Paul Gauguin Cruises, named after the famous French painter who found a passion and, ultimately, obsession with Fresh Polynesia in the South Pacific – is the best luxury cruise experience you can have on the seas today. With an innate sense of who they are and who their customer is, the cruise line offers curated trips through various itineraries that would make even the most jaded traveler excited again.
As a recent guest onboard their ship for the 7-day, “Tahiti and the Society Islands” sailing, I realized, as someone who is not a natural lover of cruises in general, that I could actually fall in love with the experience. The key, for me at least, is choosing a line that limits the amount of people on-board – Paul Gauguin can only accommodate 332 guests. Also, lines that look after every detail from start to finish. This is the ethos of Paul Gauguin.
The cruise started in Tahiti, with a sailing time of 11:00 pm. After a long flight from New York to Papeete via Los Angeles, I was ready for a good night’s rest and also ready for those postcard views that have made French Polynesia so famous around the world. The fact that this part of the world is so remote and somewhat hard to get to, has, luckily, protected it from mass tourism that has permanently changed destinations like Hawaii and the Caribbean. As I checked-in to my beautiful stateroom and popped a bottle of champagne left as a welcome near my outdoor balcony, I knew this experience would live up to its reputation.
With only two ships and itineraries that focus largely on the Pacific Ocean (some trips last up to 17 days and hit ports like the remote Marquesas Islands, New Caledonia and Fiji), Paul Gauguin is a well-oiled machine that feels like a family-run establishment catering to travelers with the most discerning taste. Their second boat, the Tere Moana, cruises the Caribbean in-season.

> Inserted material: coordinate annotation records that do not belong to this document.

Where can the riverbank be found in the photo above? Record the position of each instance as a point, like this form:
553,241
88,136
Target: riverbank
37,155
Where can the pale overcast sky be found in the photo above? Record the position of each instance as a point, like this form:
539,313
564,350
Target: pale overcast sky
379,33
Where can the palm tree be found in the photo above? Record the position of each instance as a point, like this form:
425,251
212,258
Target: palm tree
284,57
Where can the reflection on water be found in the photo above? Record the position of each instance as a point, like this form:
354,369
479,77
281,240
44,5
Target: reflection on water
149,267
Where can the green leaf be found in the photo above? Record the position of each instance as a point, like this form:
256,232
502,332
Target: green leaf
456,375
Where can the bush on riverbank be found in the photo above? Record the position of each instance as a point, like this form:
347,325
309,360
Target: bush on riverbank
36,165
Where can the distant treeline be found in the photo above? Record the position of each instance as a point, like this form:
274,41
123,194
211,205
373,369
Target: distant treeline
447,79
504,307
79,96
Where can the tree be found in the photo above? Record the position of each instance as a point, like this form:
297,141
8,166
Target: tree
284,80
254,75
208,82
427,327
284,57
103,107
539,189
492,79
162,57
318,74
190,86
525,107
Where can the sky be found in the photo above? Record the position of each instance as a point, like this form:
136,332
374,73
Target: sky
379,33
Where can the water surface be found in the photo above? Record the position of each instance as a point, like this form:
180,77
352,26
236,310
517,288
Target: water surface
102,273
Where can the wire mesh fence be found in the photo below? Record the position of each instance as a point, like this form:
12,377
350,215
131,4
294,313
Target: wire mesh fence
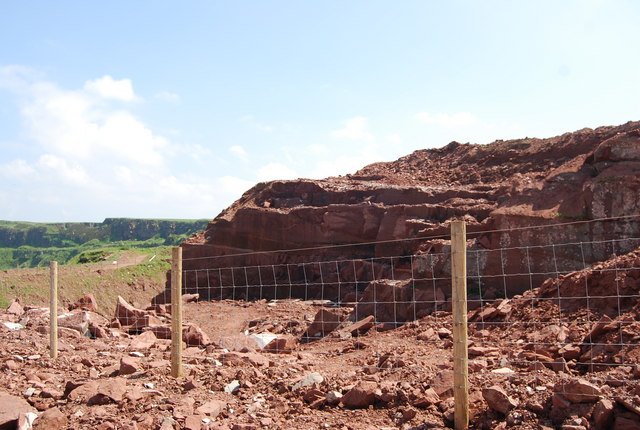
553,316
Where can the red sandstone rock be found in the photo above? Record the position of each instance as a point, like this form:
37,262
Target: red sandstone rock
360,327
498,399
126,313
128,365
86,302
15,308
282,345
603,414
578,391
360,396
193,335
323,323
211,408
10,409
51,419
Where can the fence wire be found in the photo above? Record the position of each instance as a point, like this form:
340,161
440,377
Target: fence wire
544,315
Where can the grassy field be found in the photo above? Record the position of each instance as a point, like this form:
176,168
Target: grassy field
137,275
29,245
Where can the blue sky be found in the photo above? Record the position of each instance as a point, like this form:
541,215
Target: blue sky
173,109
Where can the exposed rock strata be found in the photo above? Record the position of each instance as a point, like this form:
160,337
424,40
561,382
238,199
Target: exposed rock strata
506,185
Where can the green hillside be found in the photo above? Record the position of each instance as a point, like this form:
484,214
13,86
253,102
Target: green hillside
26,244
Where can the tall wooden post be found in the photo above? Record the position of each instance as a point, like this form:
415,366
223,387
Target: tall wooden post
53,310
459,301
176,312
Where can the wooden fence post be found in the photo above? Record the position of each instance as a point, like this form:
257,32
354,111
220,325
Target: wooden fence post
53,310
460,341
176,312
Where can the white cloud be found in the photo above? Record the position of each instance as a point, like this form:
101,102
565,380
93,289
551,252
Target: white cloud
394,139
167,96
460,119
251,121
355,129
273,171
239,152
108,88
17,169
344,164
317,149
76,124
90,160
72,174
466,127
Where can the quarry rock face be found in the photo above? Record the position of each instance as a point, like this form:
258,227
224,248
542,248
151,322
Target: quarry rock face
506,185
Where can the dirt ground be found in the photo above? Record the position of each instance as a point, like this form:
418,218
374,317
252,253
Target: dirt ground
376,378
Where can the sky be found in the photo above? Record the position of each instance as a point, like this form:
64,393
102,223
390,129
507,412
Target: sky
158,109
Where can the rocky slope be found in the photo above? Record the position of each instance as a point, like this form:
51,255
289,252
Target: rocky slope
506,185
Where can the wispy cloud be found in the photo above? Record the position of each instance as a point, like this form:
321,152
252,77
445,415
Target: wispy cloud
111,89
467,127
459,119
273,171
167,96
88,157
355,129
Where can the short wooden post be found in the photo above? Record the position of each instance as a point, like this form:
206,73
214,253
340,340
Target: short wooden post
176,312
460,341
53,310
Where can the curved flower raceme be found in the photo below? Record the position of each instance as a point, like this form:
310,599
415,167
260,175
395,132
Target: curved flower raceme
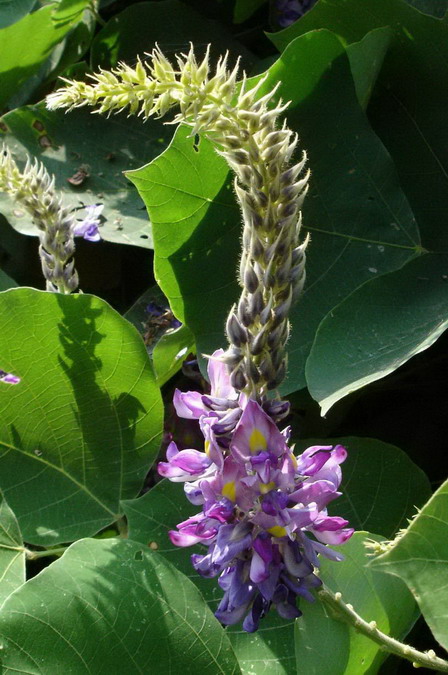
264,513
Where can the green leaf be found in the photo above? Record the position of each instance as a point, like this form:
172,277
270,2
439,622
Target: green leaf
12,552
377,328
83,426
323,645
358,216
170,352
408,106
266,652
6,281
112,606
370,475
13,10
366,59
169,23
167,347
245,8
436,8
25,46
104,148
419,557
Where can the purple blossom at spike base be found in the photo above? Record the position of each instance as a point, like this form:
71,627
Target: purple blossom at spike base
8,378
264,516
88,228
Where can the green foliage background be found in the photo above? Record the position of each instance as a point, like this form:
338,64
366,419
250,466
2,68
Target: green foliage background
367,84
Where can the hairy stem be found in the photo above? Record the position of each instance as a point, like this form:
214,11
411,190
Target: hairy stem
345,612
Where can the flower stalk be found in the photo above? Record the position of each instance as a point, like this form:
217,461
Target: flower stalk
244,126
345,612
264,519
34,189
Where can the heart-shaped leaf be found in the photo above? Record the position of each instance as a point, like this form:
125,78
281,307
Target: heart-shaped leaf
81,429
377,328
323,645
93,152
357,214
12,552
419,557
112,606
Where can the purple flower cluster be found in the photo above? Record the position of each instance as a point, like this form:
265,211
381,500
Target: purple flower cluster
264,517
88,228
291,10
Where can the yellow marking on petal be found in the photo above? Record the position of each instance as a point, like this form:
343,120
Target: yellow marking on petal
267,487
257,441
229,490
278,531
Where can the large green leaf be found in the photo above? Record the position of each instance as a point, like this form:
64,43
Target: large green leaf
366,59
112,606
323,645
169,23
104,147
170,352
419,557
377,328
167,347
13,10
69,50
81,429
360,221
370,499
12,552
408,105
370,475
25,46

After an 8-hour snooze, I awoke the next morning in the island of Huahine – the “Garden Island” – and indulged in a beautiful breakfast at Veranda, one of the three restaurants onboard. In the glimmering sunshine I immediately noticed the details of the ship: a colorful, yet well-done color palette of greens, blues and turquoise juxtaposed against the stark white of the ship and it’s rich mahogany wood accents. Hallways lined with sculpture, traditional Polynesian art and original works from Paul Gauguin. Inside glass cases were artifacts from the sea, antique books and other items that all tie into the Gauguin story.
Over the course of my week onboard I grew fond of spending my time wandering the halls and finding hidden corners to explore. Each corner of the ship is accounted for – from ballrooms to the casino, restaurants to the pool deck – it’s all very intimate. You won’t find the grossly oversized public spaces or facilities that have become synonymous with the act of cruising.
As someone who is not a fan of package vacations or an itinerary that is planned throughout my stay like I’m a kid a summer camp, I was nervous about the cruise. Would it feel like a prefabricated Polynesian experience? Would I have to take drink tickets to the bar to claim my cocktail allotment for the evening? These ideas made me shutter. Not here. Not on the Paul Gauguin. They’ve somehow figured out a way to offer a well-executed, planned-out itinerary and experiences that are there for the taking, but not in a way that feels false or cookie cutter. In fact, most of the experiences they offer, such as shore excursions, are made-up of small groups of people. Most of the activities I chose had no more than 6 others. Participating – which was a miracle.
The ship has been renovated and feels modern yet still soft enough to speak to a specific era of cruising the South Pacific, in style. It’s not overly modern and not outdated, but just right. It was clear that the staff of Paul Gauguin live by the old adage, “cleanliness if next to Godliness”, as rooms, public spaces, outdoor terraces and every other corner is kept-up meticulously. I notice every detail of how clean or not clean spaces are, and Paul Gauguin impressed me.
There are seven useable decks to the ship – each one offering something different. You will find entertainment options, like Le Casino and a ballroom where nightly performances are held. You will find restaurants, bars, lounges, sun decks, reception areas, an activity desk, a marina for water sports, a platform where the tender leaves for shore each day and much more. There are endless things to do onboard that it makes it almost difficult to leave.
A week on the Paul Gauguin wasn’t enough for me. I left asking myself the questions, “Am I really a cruiser?” As I got to know the staffs’ names over the course of the trip as well as those of fellow guests, waiving hi and stopping at no fewer than 8 tables on the way to my own for dinner – I realized that Paul Gauguin changed me as a traveler. They made me fall in love with cruising – in a certain way of course. I am grateful that I went through this growth and evolution as a traveler and am happy to have had this experience. Paul Gauguin really is the best and an experience you have to live first-hand to understand.